Diagnostic Evaluation

  • When leukocyturia is present in the absence of significant bacteriuria, further diagnostic evaluation is necessary to determine the underlying cause 3.
  • Urine flow cytometry can be used to measure leukocyte and bacterial counts in the urine, and can help predict significant bacterial growth in urine culture and diagnose UTIs 4.
  • The interpretation of urinalysis results should take into account the clinical presentation of the patient, including symptoms such as fever, dysuria, and urinary frequency 4.

Clinical Correlations

  • The presence of blood in the urine, or hematuria, can be a sign of various conditions, including UTIs, kidney stones, and cancer 5.
  • The evaluation of hematuria should include a thorough medical history, physical examination, and urinalysis, as well as imaging studies and other diagnostic tests as needed 5.
  • Reflexive urinalysis and urine culture testing can be used to help diagnose UTIs and other conditions, but evidence-based guidelines for optimal reflexive criteria and workflows are lacking 6.

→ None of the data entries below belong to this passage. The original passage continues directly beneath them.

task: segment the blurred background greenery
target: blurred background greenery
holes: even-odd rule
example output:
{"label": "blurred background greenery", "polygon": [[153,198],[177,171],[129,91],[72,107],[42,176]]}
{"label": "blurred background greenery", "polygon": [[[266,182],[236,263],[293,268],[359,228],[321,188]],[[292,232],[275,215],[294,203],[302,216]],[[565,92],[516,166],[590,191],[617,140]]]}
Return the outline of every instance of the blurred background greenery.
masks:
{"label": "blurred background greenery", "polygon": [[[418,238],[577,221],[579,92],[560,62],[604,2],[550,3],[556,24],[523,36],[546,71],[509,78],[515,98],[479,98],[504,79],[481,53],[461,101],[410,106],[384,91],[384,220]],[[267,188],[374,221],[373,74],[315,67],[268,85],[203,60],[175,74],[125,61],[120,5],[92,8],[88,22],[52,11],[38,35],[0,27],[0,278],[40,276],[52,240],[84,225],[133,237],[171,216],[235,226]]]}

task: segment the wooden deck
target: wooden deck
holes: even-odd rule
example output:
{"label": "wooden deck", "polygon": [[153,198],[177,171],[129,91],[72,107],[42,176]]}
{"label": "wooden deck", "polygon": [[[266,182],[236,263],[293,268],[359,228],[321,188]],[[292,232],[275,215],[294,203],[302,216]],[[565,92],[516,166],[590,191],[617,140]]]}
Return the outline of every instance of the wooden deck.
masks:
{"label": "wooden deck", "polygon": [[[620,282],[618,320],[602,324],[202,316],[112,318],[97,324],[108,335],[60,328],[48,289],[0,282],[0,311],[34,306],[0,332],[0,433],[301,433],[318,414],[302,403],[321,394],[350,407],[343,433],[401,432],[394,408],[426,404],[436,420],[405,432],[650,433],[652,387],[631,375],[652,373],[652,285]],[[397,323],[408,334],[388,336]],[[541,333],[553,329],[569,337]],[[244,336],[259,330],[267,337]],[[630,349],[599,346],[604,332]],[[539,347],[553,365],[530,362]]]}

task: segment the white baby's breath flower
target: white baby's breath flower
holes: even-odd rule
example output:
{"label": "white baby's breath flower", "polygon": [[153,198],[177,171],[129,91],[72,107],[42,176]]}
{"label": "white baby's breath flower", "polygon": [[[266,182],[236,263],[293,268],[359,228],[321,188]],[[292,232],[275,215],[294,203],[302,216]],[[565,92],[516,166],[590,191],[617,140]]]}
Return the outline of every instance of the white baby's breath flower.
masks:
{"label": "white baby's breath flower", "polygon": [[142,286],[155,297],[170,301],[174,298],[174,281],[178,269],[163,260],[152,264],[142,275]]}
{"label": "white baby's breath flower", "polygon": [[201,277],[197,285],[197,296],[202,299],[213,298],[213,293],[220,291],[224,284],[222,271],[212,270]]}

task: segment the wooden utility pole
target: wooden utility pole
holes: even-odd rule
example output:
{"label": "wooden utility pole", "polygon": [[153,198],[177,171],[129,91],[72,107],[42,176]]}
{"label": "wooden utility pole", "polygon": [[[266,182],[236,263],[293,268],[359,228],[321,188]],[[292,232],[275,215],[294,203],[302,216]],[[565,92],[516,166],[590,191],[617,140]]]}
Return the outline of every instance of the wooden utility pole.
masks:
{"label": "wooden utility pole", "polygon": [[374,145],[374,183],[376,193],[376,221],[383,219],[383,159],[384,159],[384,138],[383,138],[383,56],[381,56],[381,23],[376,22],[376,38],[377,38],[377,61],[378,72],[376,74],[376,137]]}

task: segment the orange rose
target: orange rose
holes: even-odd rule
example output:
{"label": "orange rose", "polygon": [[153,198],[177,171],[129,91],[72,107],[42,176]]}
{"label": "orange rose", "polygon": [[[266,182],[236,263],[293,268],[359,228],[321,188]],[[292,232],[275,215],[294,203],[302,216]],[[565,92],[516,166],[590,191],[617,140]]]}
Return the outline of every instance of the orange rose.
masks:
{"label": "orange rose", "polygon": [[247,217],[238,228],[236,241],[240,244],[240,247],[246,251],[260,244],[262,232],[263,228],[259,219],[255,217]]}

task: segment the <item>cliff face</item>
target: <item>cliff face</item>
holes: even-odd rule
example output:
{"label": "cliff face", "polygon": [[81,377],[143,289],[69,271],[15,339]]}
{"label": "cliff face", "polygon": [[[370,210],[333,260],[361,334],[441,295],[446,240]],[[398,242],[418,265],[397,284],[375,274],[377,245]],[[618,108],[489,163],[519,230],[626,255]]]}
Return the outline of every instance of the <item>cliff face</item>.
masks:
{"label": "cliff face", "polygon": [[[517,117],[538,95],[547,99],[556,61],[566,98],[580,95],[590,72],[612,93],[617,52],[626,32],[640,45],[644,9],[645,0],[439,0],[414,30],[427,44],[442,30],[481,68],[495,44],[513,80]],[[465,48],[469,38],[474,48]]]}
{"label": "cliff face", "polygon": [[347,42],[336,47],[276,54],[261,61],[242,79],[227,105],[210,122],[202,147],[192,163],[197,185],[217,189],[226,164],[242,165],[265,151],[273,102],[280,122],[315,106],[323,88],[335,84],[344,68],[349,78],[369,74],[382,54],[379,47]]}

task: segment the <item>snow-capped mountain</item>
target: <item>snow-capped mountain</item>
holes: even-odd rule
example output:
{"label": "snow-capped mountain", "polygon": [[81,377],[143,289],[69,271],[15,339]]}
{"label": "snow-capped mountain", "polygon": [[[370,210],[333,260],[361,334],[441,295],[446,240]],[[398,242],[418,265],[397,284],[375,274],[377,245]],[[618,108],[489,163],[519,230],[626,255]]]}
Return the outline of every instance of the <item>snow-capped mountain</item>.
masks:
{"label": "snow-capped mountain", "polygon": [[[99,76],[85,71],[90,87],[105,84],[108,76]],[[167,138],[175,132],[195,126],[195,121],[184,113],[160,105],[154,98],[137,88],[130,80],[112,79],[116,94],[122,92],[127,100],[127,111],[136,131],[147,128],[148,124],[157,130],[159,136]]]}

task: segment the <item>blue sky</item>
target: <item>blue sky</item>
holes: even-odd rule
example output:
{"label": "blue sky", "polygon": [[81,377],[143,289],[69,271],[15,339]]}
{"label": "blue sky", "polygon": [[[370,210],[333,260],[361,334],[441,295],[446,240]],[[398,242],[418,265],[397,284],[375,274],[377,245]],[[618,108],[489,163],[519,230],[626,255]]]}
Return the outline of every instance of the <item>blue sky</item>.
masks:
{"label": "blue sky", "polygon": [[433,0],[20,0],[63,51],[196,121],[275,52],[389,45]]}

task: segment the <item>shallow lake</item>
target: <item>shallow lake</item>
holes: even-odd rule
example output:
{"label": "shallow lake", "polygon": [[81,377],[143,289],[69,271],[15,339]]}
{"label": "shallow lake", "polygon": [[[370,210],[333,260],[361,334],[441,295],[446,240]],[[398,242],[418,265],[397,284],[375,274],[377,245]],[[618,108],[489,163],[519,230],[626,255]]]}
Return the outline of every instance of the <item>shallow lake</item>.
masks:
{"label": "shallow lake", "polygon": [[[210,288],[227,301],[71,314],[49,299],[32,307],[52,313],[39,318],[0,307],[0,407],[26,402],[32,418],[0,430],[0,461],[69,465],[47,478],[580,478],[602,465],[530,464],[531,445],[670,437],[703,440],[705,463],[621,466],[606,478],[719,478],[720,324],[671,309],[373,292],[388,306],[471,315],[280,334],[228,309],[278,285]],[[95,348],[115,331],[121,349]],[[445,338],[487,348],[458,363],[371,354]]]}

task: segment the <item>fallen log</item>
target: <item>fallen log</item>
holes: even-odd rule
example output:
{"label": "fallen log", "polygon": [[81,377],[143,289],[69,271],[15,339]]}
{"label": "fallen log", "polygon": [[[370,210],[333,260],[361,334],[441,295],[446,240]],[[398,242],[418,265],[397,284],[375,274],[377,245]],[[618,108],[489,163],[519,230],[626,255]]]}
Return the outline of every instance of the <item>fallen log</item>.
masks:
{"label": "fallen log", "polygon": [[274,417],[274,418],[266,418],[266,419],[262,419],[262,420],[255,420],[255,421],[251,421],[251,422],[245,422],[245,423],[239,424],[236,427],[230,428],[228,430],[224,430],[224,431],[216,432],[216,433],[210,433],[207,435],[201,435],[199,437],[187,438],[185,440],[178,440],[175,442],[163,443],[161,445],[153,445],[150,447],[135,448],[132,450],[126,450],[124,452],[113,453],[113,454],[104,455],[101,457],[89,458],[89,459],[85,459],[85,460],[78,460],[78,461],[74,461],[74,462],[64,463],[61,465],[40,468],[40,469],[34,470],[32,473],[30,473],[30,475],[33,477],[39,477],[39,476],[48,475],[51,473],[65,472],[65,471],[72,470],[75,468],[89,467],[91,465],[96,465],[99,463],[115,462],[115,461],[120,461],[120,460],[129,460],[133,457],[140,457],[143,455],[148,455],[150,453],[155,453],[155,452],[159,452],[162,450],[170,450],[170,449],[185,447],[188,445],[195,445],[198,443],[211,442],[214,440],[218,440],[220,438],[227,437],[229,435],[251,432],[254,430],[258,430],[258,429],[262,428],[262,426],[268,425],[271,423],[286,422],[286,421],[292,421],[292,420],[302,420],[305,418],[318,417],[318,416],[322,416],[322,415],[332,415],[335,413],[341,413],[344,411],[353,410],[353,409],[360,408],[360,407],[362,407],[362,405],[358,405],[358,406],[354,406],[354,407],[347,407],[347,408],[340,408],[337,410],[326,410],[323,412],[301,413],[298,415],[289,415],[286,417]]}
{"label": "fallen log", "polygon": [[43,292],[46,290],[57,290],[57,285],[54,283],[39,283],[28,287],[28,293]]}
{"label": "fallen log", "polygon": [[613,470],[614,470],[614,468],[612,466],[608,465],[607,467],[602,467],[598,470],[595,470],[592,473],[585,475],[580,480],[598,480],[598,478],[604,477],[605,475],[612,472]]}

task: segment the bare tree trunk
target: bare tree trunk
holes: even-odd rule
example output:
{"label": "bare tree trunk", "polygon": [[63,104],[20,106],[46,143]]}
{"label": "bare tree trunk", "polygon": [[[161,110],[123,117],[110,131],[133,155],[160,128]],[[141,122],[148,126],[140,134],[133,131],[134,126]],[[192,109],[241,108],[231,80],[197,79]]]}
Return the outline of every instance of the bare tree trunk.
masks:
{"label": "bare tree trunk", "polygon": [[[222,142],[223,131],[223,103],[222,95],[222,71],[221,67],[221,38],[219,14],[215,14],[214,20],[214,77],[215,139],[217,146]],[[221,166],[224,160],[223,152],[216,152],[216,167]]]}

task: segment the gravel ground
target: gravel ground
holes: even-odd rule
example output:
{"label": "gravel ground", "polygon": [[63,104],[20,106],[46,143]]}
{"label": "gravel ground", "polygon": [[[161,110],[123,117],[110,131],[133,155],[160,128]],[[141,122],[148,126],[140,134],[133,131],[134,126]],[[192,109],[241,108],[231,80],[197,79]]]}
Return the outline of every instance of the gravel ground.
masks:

Professional Medical Disclaimer

This information is intended for healthcare professionals. Any medical decision-making should rely on clinical judgment and independently verified information. The content provided herein does not replace professional discretion and should be considered supplementary to established clinical guidelines. Healthcare providers should verify all information against primary literature and current practice standards before application in patient care. Dr.Oracle assumes no liability for clinical decisions based on this content.